На другое утро опекун мой позвал меня к себе в комнату, и тогда я рассказала ему все, что было не досказано накануне. "Ничего не остается делать, - говорил он, - как только хранить тайну и избегать встречи, подобной вчерашней". Он понял мои чувства и вполне разделял их. Он даже обвинял себя, что не воспрепятствовал мистеру Скимполю воспользоваться случаем посетить вторично Чесни-Воулд. Теперь невозможно было для него посоветовать или помочь одной особе, имя которой он не считал за нужное называть мне. Он желал бы от души сделать что-нибудь для нея, но теперь это решительно невозможно. Если её недоверие к своему адвокату имело свое основание, в чем он мало сомневался, то нужно опасаться открытия. Он несколько знал его как по имени, так и репутации, и известно, что это опасный человек. Но что бы ни случилось, он неоднократно старался, с чувством встревоженной любви и добродушия, доказать мне, что я была так невинна в этом, как и он сам, и точно так же не имела никакой возможности влиять на это.

-- Мало того, я не понимаю, - сказал он: - какие сомнения могут тревожить тебя, моя милая? Я полагаю большое подозрение может существовать и без того.

-- Для адвоката, - отвечала я. - Но с тех пор, как я стала безпокоиться, мне пришли на ум еще две особы.

И я сообщила ему все о мистере Гуппи, которого боялась, что он имел уже и тогда свои неопределенные догадки, когда я о том совершенно ничего не ведала, но на молчание которого, после нашего последняго свидания, я могла вполне положиться.

-- Прекрасно, - сказал мой опекун: - в таком случае мы перестанем и заботиться о нем. Кто же другой?

Я привела ему на память француженку и её настойчивое предложение своих услуг.

-- А! - отвечал он с задумчивым видом: - это более опасное лицо, чем писец. Впрочем, и то сказать, моя милая, можно считать это за обыкновенное приискивание нового места. Она видела тебя и Аду не задолго перед тем, и весьма естественно, что ты первая пришла ей на память. Ведь она просто предложила себя в горничные, больше она ничего не делала.

-- Но её манера была такая странная, - сказала я.

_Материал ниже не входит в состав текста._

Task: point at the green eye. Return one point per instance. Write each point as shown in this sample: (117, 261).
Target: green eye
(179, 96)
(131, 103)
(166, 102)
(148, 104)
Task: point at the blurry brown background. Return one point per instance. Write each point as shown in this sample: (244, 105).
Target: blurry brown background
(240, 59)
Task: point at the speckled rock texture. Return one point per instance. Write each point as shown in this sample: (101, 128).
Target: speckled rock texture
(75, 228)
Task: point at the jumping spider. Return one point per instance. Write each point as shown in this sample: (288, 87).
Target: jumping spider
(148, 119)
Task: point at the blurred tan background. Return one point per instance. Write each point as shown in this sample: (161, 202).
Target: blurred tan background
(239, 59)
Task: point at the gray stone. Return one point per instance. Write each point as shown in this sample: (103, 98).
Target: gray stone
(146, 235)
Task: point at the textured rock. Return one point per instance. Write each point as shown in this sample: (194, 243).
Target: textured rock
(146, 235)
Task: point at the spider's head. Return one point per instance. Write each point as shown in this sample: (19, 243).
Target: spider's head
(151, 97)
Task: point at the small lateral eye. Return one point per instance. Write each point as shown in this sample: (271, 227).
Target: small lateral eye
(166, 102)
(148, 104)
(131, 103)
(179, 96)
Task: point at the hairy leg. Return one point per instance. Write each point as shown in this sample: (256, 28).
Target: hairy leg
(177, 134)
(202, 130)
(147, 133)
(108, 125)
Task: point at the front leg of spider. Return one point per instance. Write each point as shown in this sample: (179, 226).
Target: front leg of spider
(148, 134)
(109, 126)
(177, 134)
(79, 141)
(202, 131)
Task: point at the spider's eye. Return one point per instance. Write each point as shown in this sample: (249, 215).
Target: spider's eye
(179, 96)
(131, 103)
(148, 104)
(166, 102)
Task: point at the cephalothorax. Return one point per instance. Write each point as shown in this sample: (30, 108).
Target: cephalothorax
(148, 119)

-- Да, и тогда тоже манера её была странная, когда она сняла башмаки и показала такое хладнокровное расположение к прогулке, которое могло бы кончиться смертью, - сказал мой опекун. - Безполезно было бы тревожить себя и мучить, основываясь на таких предположениях и вероятиях. Если так разсуждать, то найдется весьма немного невинных обстоятельств, которые не показались бы полными гибельного значения. Будь спокойна, моя милая хозяюшка, и надейся на лучшее. Лучше самой себя ты не можешь быть; при этих сведениях будь тем, чем ты была до этого. Это самое лучшее, что ты можешь сделать для всех... Разделяя с тобой эту тайну...

-- И так много разъясняя ее, мой опекун, - сказала я.

-- Я буду внимательно следить за всем, что происходит в той фамилии, на столько, насколько можно наблюдать, находясь от нея в отдалении. И если наступит время, когда мне можно будет протянуть руку, чтоб оказать хотя малейшую услугу той, которой имя я считаю за лучшее не упоминать в этом месте, я не замедлю сделать это, ради её неоцененной дочери.

Я поблагодарила его от искренняго сердца. Что же могла я сделать более, как только благодарить его! Я уже выходила из дверей, когда он попросил меня остаться на минуту. Быстро обернувшись назад, я еще раз увидела на лице его знакомое выражение, и в один момент, не знаю только каким это образом, но в голове моей мелькнула новая и отдаленная мысль, с помощью которой, мне кажется, я поняла это выражение.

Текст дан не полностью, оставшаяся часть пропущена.